In thinking about giving the MPO more authority, I believe that the state laws would have to be changed. Zoning land, levying taxes and enforcing state and federal regulations all belong to other entities currently and most of them are not willing to share. I cannot see a simple way to resolve adding one more layer of government oversight to any of these differing positions.

I can understand requiring more focus on GHG, as well as traffic flow and movement as a means of recommending and funding solutions for the mobility of goods and people. Transportation planning should be about more than just getting from one place to another in the shortest amount of time, with the least cost to a single individual. Total cost to the community as a whole should be a part of the equation.

I fully agree with the idea of requiring neighboring regions to link up in their transportation planning efforts and their transportation services.

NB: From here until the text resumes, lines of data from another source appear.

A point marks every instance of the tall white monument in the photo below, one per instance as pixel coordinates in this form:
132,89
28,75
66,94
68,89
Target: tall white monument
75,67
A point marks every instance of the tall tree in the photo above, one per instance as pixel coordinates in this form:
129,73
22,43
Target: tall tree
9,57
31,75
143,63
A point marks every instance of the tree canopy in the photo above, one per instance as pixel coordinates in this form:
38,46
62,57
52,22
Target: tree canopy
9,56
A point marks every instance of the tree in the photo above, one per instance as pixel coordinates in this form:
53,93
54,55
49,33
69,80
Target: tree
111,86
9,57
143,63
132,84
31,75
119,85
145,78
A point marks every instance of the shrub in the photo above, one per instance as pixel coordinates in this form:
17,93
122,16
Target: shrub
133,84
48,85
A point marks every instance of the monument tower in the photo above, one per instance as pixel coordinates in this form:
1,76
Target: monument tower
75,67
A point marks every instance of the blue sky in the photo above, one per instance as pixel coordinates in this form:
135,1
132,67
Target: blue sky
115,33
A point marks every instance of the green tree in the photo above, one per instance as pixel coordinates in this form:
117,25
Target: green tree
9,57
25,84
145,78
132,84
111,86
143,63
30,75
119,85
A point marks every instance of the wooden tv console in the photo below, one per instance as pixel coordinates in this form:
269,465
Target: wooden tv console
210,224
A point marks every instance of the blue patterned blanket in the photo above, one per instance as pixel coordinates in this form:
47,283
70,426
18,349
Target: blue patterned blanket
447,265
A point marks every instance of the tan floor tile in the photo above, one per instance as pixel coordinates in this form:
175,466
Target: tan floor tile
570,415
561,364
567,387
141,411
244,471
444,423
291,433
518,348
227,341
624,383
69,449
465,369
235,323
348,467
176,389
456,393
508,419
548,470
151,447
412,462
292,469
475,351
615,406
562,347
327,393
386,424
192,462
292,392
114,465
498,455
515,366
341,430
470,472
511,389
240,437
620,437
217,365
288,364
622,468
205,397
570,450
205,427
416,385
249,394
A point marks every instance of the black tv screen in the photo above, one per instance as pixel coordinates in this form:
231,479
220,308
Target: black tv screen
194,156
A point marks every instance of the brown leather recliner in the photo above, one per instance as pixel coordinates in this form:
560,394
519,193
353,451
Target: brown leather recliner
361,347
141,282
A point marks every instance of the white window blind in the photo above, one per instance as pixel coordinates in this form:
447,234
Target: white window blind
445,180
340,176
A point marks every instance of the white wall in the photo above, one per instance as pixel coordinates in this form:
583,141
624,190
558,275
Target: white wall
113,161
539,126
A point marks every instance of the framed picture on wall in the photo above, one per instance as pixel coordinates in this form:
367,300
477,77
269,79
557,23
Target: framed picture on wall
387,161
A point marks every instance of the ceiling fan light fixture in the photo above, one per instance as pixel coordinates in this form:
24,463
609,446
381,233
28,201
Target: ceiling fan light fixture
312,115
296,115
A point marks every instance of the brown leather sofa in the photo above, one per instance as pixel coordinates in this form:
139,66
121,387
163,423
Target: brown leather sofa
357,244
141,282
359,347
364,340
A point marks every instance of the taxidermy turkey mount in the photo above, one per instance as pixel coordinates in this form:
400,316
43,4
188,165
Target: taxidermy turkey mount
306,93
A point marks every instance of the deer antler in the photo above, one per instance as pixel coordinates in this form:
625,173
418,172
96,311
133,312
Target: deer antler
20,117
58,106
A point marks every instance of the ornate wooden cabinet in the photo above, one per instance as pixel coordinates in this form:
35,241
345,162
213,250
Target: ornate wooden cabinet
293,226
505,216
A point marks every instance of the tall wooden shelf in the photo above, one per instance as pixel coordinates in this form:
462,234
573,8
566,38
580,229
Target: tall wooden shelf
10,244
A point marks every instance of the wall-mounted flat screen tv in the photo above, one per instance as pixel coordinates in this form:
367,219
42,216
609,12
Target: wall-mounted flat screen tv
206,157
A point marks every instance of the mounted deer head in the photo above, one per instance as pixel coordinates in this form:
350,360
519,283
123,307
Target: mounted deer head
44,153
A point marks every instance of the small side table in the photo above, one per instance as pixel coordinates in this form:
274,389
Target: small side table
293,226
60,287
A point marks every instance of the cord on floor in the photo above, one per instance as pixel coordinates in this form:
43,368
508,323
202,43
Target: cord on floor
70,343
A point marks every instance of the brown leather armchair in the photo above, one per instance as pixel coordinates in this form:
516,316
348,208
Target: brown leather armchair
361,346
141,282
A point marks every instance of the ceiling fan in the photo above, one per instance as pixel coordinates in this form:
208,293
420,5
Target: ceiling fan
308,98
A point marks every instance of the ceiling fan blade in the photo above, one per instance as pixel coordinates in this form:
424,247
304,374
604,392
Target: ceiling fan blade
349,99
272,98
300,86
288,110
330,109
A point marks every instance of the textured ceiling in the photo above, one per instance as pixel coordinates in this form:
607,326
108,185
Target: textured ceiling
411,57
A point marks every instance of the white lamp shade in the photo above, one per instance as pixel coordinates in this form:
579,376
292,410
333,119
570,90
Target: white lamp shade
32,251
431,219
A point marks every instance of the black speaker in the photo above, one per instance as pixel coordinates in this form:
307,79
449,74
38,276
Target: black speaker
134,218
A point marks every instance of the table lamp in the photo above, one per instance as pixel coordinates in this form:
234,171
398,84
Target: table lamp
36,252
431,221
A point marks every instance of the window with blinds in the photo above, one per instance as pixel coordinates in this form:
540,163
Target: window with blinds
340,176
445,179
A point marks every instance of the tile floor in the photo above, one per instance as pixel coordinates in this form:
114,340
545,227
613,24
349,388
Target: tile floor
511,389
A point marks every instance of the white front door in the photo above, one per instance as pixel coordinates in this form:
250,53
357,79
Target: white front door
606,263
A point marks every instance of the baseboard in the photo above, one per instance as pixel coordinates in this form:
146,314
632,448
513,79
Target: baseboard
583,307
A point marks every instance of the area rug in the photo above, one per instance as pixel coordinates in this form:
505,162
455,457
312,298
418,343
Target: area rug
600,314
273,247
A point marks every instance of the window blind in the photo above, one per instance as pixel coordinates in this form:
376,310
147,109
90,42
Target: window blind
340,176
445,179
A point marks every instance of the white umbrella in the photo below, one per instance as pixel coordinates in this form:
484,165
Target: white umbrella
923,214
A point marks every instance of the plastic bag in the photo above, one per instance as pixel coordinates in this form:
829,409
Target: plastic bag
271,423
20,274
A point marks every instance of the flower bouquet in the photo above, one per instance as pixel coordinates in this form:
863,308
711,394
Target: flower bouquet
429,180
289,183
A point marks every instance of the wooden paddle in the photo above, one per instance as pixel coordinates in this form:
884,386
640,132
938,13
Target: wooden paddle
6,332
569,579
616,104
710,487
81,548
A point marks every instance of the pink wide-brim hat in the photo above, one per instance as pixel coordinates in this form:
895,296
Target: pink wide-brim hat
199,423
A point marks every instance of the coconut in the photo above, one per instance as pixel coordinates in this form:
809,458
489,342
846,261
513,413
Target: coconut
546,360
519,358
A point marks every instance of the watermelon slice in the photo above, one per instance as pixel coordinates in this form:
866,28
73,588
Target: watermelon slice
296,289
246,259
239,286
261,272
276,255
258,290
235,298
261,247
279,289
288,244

Even though Lexington and Nicholasville are covered by the same MPO, getting the respective services to link up between them has been a monumental failure. Enlarging the MPO to include other cities(Richmond, Georgetown etc.) will only show how fragmented we still are.

Developing a multimodal regional plan would first mean that the foregoing problems are well on their way to being resolved and may have to be enforced from the federal level.

And lastly, a "fix it first" strategy has beentalked about since the bridge collapse in Minnesota and was to be a hallmark of the "stimulus plan", yet has been sidestepped from the beginning of the Obama administration. Lexington has not had any major repair situations of existing infrastructure, but there are still a goodly number of simple fixes which should be done before any major projects are started.

More on this as I get more information.